Tina Fey
Having just read Tina Fey's book, I was interested in her suggestion that you should never wear what designers tell you to wear, but what they wear themselves. Is that true? Sara, I would be the last person on the planet to argue you out of your love for the Fey – although, having said that, I do wish that she'd knock off the self-deprecation schtick. And quit portraying
single women as hapless losers. And maybe also stop insisting on 30 Rock that Liz Lemon (ie, Tina Fey) is fat and ugly when she is patently the opposite.
OK, so maybe I wouldn't be the last person to query your Fey love. Maybe the fifth to last person. Anyway, I am sure Fey would not take offence if I said that she is not a fashion guru, and that is in no way a slur against her. Having seen Fey in person at her book launch the other week, I can state with first-hand authority that Fey's oft-professed claims to unfashionability are both untrue and unfounded – Fey is a nippy dresser, even when she is five months pregnant, which is known to obstetricians as the middle of the can'tbebotheredanymore trimester, before then entering the yeahi'mgonna-wearatentforthenextthreemonthssothehellwhat final stage. But her lack of fashion nous is made most apparent by her belief that one should look to what designers wear for guidance. My God, has she never been to a Karl Lagerfeld show? A Donna Karan show? A – whisper it, head bowed awkwardly – John Galliano show? Designers dress like crazy people! Lagerfeld looks more like Keyser Söze than the man behind the label that epitomises French chic, Karan resembles a walking pile of carpets and Galliano – well, let's just say that dressing like an extra in Pirates of the Caribbean does not a fashion statement make and leave it at that.
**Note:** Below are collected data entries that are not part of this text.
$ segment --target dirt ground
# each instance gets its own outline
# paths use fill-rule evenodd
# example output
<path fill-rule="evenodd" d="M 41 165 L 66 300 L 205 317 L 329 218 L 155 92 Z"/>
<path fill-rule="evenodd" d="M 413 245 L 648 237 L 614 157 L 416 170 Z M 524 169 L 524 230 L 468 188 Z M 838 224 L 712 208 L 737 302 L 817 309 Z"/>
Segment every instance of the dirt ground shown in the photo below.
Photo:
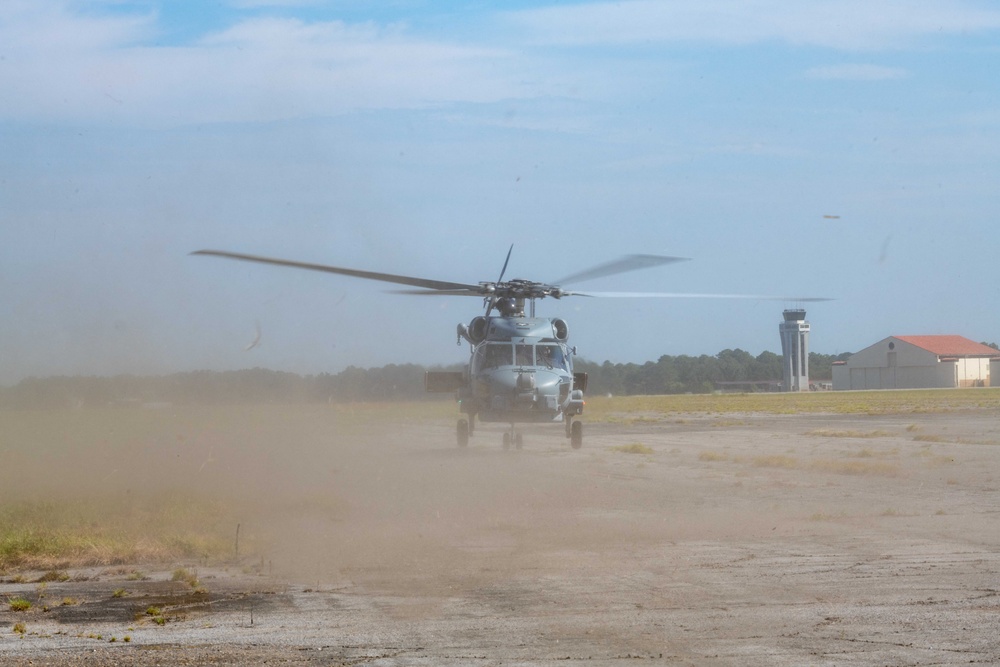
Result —
<path fill-rule="evenodd" d="M 633 416 L 581 450 L 560 427 L 520 451 L 500 433 L 217 433 L 215 483 L 238 471 L 289 508 L 246 520 L 259 553 L 188 564 L 199 592 L 175 564 L 51 582 L 79 603 L 4 605 L 0 664 L 1000 663 L 992 410 Z"/>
It is often believed that most fashion designers studied at well-known schools such as St Martins in London or FIT in New York. But actually, the one that nearly all of them graduated from is the University of Do As I Say, Not as I Do. This is why so few of them are thin, why they wear the same styles for ever as opposed to changing their entire wardrobe every six months as they advocate of others, and why so many of them dress so very, very badly.
I'm sure there are easy jokes to be made out there about how this proves how fashion designers actually hate women and are generally the spawn of Satan. Actually, I think it proves that fashion designers are smarter than Picasso. Well, Julien Macdonald excepted, perhaps.
Just as Picasso knew how to make classical paintings but preferred to whack out paintings of women with heads like Rubik's Cubes and their eyes all askew (to quote Ernst Gombrich's description of the Spaniard's style. Maybe), so designers prefer tocreate a – shall we say – less conventional aesthetic than the masses like. But unlike Picasso, most designers know that relative conventionality sells a lot more than extreme experimentalism. So while Lagerfeld might spend at least three hours every morning squeezing his person into his leather garb, frilled cuffs just so, he then forces himself to design yet another identikit tweed suit and quilted bag, and another and another and another, because he knows it's what the people want. Really, you have to admire the self-sacrifice of these people. Admire them but don't, contrary to what Tina says, copy them.
I got myself knocked up but I don't want Isabel Oliver/Seraphine/other overpriced maternity-yawn wear. I am thinking gold lamé tube dress and something else for day to day. Please help clothe my behumped torso.
Nell, London
Well, hell's bells, Nell, my gel! Do you really want your future offspring – current inhabitant of aforementioned hump – to know that his or her mother described their immaculate conception as "getting knocked up"? Just book your kid a place on Jeremy Kyle now: "My mother humiliated me – WHILE I WAS STILL IN UTERO."
And if that wasn't bad enough, your question is ridiculous. Thanks to my innate talents as a fashion-advice columnist, my God-given psychic abilities and the fact that you are my sister, I can perceive that you are not so pregnant as to be in desperate need of maternity clothes yet. Thus, you are asking what you should wear in the future and images of the very pregnant MIA at the Grammy awards in 2009 or Neneh Cherry on Top of the Pops in 1988 are dancing through your mind. Well, Nell, stop and desist. By the time you get that pregnant it will be late August and it will be a miracle if you bother getting dressed at all, lamé tube my ass.